There is a lot of joy to be found right out my back door.
12.11.2007 9 °C
Until now I have only experienced two seasons in Japan: the repressive and painfully hot summer and the glorious and oh-so-pleasant fall. I can’t imagine the other two seasons possibly measuring up this marvelous season. The mornings are breathtaking: misty and cool. The afternoons are warm and sunny and the evenings smell of burning leaves and tilled soil.
While I find myself completely broke (I have put myself on a strict debt-reducing budget) I have still managed to get out and enjoy some loveliness closer to home.
Despite Japan’s lack of proper Halloween festivities, the schools encourage us teachers to give the students a little taste of Halloween. I wrapped most of my students in toilet paper and called them mummies. I have also been toting around a big bag of Halloween costumes for the kids to try on. I think the kids are dying to try out trick-or-treating.
Speaking of the kids, you may or may not notice I have taken down the pictures of my students. It was recently brought to the attention of all teachers here that we could get in trouble for posting pictures of the kids. So, while I would love to show you all how cute they are wrapped in toilet paper, you will just have to use your imaginations. However, I can still post pictures of the staff. In this picture is the school nutritionist (left), the principal, (center), and the school secretary (right). They got right into the Halloween spirit.
This same day I was invited to join some of the children (I think I can get away with this picture as you can’t see his face) to learn how to perform a traditional tea ceremony. I was asked to perform the guest duties first which, as it turns out, are just as painful as the host duties. Every part of the tea ceremony is choreographed; the host and the guest perform the ritual together. Not a single movement is wasted. As the guest I enter and get into seiza (sitting on your knees). I place my fan before me at a very specific place on the floor and I bow. I rise and take very deliberate steps to a flower arrangement which I examine from top to bottom and I bow again. Then I will sit in seiza for what feels like a lifetime. During this time I will eat a chalky cookie and drink some weedy tea. It might all taste better if my ankles didn’t feel like they were being bitten by fire ants the whole time. On the hosting side of the tea ceremony there are a lot more moves to learn. Very specific ways of folding the napkin and stirring the tea makes the hosting job a hard one to master. It is easy to become entranced by the motions and forget the pain in your legs. Actually my legs fell asleep so I couldn’t feel them at all. I also couldn’t feel them when I tried to gracefully get up to bring the tea away. There was a lot of giggling I tell you.

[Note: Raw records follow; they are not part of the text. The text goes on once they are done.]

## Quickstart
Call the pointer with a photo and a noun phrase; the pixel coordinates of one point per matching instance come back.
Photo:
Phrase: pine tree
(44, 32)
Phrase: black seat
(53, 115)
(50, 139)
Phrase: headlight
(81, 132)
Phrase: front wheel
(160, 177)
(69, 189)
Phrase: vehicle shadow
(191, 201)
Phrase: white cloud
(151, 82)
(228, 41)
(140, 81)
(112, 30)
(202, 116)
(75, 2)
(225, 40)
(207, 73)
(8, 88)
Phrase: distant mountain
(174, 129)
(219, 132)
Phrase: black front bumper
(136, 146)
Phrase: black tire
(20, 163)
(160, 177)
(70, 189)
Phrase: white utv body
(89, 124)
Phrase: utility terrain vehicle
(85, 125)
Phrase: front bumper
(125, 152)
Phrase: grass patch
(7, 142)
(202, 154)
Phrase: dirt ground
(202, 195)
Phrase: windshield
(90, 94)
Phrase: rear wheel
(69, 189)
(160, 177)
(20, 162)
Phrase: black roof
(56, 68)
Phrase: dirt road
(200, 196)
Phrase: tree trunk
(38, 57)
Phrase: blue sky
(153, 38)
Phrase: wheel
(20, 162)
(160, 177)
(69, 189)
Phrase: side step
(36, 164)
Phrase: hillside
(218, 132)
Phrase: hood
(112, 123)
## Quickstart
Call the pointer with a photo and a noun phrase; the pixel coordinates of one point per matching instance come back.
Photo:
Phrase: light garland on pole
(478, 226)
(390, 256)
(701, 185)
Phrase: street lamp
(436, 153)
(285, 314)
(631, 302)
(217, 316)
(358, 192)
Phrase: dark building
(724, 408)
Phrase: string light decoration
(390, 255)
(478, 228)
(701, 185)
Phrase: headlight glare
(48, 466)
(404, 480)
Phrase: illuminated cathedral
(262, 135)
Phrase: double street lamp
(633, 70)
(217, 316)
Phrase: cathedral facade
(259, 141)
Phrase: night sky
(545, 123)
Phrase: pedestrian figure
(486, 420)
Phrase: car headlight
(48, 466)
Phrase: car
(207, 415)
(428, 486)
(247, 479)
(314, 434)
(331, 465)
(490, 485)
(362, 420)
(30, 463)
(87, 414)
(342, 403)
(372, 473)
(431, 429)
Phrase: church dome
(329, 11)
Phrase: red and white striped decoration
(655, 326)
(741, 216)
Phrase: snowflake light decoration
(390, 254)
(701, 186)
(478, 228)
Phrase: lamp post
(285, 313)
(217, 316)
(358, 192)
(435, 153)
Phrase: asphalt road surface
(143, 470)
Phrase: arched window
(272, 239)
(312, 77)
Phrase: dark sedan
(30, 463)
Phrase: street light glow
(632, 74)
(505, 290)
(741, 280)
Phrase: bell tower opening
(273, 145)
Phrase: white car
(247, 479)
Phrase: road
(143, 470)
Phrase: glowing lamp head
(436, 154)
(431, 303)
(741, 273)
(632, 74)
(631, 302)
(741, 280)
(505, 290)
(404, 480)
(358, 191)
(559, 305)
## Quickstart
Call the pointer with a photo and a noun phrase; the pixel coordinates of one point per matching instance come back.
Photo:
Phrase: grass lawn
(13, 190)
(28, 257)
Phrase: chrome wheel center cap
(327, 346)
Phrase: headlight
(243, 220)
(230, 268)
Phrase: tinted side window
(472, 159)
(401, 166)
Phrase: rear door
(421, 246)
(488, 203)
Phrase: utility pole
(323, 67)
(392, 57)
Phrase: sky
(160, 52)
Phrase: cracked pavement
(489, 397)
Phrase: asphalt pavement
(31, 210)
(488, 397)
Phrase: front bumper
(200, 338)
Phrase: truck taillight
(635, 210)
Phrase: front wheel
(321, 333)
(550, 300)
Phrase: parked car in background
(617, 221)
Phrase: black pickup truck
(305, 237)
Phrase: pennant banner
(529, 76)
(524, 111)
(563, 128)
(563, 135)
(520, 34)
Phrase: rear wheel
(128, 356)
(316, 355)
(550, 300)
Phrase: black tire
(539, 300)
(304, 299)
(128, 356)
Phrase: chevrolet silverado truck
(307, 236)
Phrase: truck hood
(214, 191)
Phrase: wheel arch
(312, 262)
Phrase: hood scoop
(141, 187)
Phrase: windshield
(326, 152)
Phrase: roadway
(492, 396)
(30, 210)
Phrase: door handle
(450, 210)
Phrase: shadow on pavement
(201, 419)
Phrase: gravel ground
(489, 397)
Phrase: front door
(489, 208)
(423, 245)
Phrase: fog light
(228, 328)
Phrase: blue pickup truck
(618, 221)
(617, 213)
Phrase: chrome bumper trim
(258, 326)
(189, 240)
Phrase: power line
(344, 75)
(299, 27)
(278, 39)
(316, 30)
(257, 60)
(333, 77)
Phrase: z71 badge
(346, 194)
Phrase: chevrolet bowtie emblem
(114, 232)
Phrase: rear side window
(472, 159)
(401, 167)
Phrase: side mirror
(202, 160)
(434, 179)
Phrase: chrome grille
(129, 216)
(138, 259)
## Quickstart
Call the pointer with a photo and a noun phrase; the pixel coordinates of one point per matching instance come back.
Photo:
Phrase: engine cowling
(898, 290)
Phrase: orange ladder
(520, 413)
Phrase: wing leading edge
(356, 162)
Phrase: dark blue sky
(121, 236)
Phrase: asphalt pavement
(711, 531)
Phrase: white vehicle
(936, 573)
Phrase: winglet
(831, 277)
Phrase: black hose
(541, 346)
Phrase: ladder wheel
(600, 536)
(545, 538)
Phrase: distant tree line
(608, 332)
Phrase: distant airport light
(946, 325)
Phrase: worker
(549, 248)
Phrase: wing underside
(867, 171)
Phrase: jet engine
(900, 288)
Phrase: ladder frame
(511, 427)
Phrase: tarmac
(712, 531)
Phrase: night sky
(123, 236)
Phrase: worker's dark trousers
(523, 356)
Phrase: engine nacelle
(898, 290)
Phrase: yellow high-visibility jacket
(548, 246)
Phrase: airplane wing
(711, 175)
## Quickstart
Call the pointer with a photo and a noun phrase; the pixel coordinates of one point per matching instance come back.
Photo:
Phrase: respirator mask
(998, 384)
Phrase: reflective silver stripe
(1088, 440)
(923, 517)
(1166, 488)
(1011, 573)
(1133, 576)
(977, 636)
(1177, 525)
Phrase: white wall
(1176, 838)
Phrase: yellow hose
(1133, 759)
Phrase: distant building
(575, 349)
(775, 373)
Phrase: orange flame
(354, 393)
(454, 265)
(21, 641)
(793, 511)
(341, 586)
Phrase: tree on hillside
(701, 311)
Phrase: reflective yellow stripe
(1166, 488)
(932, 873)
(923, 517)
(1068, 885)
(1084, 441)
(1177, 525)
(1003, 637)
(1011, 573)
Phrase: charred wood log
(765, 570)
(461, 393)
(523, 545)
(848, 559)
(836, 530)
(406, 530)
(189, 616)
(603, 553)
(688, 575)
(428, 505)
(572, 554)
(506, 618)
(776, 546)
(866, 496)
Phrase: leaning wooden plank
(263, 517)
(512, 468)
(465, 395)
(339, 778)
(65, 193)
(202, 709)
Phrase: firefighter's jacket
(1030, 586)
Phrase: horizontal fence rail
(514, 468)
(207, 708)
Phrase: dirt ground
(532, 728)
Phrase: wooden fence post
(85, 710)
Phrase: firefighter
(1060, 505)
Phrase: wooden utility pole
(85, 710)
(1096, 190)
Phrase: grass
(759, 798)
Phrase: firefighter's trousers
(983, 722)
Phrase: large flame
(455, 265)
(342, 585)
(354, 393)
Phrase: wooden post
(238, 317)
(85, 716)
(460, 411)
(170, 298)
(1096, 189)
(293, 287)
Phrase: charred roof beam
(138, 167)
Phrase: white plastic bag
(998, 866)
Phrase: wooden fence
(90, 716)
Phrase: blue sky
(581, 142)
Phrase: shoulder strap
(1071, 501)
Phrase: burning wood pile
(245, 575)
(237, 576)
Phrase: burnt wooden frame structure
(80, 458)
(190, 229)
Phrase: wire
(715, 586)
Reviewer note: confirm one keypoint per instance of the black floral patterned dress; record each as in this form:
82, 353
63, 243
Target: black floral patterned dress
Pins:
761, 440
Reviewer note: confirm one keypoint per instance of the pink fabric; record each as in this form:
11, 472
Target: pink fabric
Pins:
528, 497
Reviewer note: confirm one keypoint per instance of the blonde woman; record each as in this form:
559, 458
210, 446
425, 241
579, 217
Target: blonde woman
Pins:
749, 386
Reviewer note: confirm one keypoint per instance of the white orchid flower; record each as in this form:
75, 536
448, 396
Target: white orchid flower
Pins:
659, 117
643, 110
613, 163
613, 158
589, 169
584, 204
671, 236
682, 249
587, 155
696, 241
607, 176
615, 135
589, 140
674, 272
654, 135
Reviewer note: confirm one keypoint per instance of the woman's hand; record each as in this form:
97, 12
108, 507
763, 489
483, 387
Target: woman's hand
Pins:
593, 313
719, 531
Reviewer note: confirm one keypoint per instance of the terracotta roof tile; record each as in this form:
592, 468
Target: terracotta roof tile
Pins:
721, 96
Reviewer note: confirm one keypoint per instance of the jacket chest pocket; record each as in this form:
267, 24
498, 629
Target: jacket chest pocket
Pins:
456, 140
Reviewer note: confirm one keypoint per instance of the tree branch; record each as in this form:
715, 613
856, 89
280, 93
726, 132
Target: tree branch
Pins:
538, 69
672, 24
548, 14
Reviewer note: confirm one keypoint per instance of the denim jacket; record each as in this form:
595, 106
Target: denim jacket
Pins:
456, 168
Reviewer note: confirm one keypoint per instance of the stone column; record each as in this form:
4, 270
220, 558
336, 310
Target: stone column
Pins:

We did actually have some festivities just before Halloween and I was pleased that nearly everyone had an awesome costume. The music and the venue were great; it almost felt like home.
My new and delightful friends Shane B and Laura H (both American), and I, have gone on a few low-cost adventures recently. The first was a lovely sleepover at Laura’s mansion. I’m just barely overestimating the reality) followed by a day in Tsuyama. We made our way to the Tsuyama castle, which was nothing if not positively breathtaking. I’m told it is even better in the spring when people come from all over Japan to view over 500 cherry trees in bloom.
As we left the castle we stumbled right into a full-on festival so we followed the crowd and took dozens of pictures. It was a great day.
The next weekend the three of us headed off to Kurashiki where there is a great little old fashion touristy area near the station. We wandered around and soaked up the beautiful weather, the unusual shopping, and the delightful food.
This weekend I was not only given an electric blanket by one of my teachers, Kobara-sensei, but I was also treated to a day of relaxation and great food. Kobara-sensei wanted to show me some of the onsens in my area. Onsens are public baths which dot the entire country of Japan. They bring much needed warmth when the seasons cool down. We first went to an onsen close to my house which was inside of an old hotel. It felt very much like stepping back in time. Before the visiting the second onsen I was treated to lunch at Kobara-sensei’s mother-in-law’s house. She made a feast. If I had even coughed I would have splattered all over the place. Kobara-sensei’s father-in-law even treated me to a great performance of traditional Japanese mask dance. All this was followed up by a visit to a full-on onsen resort with hot sand baths, saunas, and six different baths to soak in. it was an absolutely wonderful day.
As my budget has kept me close to home recently, my darling friends came to me this past weekend. We took a hike though the forest near my home and discovered a surprisingly beautiful and challenging trail to consume our afternoon. Later we walked around my little town and took in the shrines while Shane unleashed his wild side.
They say that the three to four month mark is a time when teachers typically start feeling very low and homesick. While I have been warding off homesickness very well (thank you Skype) I have had my down days. Communicating is always a tough road and people are very shy and embarrassed to speak to me. Thankfully there are still a few who go out of their way to make me feel at home here and others who just go out of their way. One way or the other I am glad and grateful for those friends who make life in Japan that much easier.